Now I'm out for a walk with H and a quick trip to the drug store to purchase a new writing tablet so I can write my father for the first time in seven years. That's my chore for Sunday. I'm still smiling.

OK, another change in plans. Let me say that this dinner we were supposed to have was supposed to have been for last Tuesday night. Then it was Friday night. Then it was tonight. So, on my walk with H, they call me up to say that they have spent the day drinking fish bowl punch or some shit. "It's alcohol served in a fish bowl with a long straw," R slurred out. So they've postponed dinner again until tomorrow evening. We'll see about that. I guess I can stop smiling now.
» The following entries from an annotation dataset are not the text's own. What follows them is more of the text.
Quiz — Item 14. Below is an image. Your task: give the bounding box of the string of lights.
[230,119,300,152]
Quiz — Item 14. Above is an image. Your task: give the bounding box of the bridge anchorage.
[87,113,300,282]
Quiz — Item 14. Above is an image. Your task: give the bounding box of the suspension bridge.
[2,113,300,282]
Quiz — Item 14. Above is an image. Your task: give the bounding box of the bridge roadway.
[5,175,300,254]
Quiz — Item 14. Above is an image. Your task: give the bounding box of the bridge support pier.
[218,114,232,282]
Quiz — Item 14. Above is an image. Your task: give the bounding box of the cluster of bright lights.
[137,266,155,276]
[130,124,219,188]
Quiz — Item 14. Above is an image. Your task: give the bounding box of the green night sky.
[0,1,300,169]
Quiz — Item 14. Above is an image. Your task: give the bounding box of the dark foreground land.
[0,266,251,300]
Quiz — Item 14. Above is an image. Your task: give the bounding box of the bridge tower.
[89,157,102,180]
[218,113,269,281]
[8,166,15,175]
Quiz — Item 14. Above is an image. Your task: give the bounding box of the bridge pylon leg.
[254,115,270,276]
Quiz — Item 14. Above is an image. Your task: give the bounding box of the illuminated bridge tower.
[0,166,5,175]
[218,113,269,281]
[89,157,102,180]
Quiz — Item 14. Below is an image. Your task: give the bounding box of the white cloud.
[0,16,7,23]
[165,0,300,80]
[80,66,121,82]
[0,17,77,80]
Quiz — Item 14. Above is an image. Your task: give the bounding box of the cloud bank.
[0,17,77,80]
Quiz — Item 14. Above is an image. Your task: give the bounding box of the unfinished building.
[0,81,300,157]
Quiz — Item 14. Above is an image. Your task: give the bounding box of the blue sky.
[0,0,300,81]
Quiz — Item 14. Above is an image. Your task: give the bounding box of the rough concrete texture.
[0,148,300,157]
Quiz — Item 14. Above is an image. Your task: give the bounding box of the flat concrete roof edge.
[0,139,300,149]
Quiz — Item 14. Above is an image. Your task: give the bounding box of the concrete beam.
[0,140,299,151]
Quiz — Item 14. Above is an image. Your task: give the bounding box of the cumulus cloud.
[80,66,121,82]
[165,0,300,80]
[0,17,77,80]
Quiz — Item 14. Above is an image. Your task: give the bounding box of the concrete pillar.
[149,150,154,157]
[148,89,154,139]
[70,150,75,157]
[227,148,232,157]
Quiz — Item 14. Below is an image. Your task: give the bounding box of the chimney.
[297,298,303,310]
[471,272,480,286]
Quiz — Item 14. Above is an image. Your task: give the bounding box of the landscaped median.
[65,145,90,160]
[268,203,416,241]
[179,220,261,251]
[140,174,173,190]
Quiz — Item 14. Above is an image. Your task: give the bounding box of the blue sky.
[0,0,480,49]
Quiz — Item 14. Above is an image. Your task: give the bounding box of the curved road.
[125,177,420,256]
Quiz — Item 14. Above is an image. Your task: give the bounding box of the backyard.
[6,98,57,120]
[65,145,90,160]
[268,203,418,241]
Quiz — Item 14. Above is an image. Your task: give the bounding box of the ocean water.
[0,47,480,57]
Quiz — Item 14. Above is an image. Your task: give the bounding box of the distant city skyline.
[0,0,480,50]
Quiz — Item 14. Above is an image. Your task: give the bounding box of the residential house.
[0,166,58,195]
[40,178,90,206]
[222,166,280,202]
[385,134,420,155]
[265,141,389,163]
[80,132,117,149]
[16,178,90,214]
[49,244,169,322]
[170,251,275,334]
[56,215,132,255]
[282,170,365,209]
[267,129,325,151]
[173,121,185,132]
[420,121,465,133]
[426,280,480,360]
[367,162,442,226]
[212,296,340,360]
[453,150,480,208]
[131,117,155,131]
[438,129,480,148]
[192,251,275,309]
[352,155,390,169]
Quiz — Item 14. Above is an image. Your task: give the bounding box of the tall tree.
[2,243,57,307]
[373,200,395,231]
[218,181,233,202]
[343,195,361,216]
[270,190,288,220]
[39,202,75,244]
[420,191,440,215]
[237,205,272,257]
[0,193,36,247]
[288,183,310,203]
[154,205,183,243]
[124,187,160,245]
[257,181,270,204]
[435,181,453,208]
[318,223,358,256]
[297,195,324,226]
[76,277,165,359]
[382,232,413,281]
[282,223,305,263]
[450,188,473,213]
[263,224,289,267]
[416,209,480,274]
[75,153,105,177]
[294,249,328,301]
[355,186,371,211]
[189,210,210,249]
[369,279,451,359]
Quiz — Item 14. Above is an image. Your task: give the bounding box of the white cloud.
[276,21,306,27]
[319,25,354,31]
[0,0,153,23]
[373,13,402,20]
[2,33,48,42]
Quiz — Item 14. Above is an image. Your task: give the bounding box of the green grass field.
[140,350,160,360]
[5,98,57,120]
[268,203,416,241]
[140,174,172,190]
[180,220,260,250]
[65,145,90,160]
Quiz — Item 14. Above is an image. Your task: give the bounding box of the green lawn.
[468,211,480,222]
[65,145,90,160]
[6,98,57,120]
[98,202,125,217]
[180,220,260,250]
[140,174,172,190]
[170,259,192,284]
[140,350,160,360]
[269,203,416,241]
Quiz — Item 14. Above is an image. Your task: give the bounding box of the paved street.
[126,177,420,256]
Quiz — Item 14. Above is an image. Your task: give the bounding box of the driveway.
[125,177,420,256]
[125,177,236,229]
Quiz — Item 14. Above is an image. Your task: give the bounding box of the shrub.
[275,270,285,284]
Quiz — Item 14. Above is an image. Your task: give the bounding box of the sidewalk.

Then, same phone call, Phyllis asks me if I can chauffeur them up to Cache Creek tomorrow during the day. We did this once before, and since she and Margie are big gamblers, they couldn't pass up such an opportunity. Personally, I think this place is cheesy and over-crowded with people who are desperate to give their money away. So unlike Las Vegas. At least Las Vegas is entertaining. This place is dreadful. R didn't want to go. W (the Chameleon, I'm now calling him) didn't want to go, and so it was passed on to me, who is the only other person in the Bay Area that Phyllis knows who has a car big enough to hold everyone who wants to go. "Sure," I said, hesitantly. I didn't really want to write my father's letter anyway. *Sigh* Why do I have to be so nice? Maybe they'll call up and cancel on me.
So, now it's on to the Y for a last minute swim before they close. H has been toying with the idea of going out again tonight. If I recall correctly, last week was a blast while we were in the moment, but the aftermath was painful. And besides, I don't need a man. I need a nice, big TV with digital cable and a handy remote control.
And as a final note, for anyone who is a pet owner (or pet guardian, as San Franciscans are to call themselves now), the pet store around the corner from where I live is offering pictures of your pet on Santa's lap. Not you and your pet and Santa. Just Fido or Fluffy and Santa. FYI.

Tomorrow morning is confirmed. Bright and early at nine o'clock. And now I have a cold, or at least the beginnings of one. I'm sneezing and stuffy and that always means imminent floods of mucus. I know, not pleasant, but hey, big noses make big noises and big messes.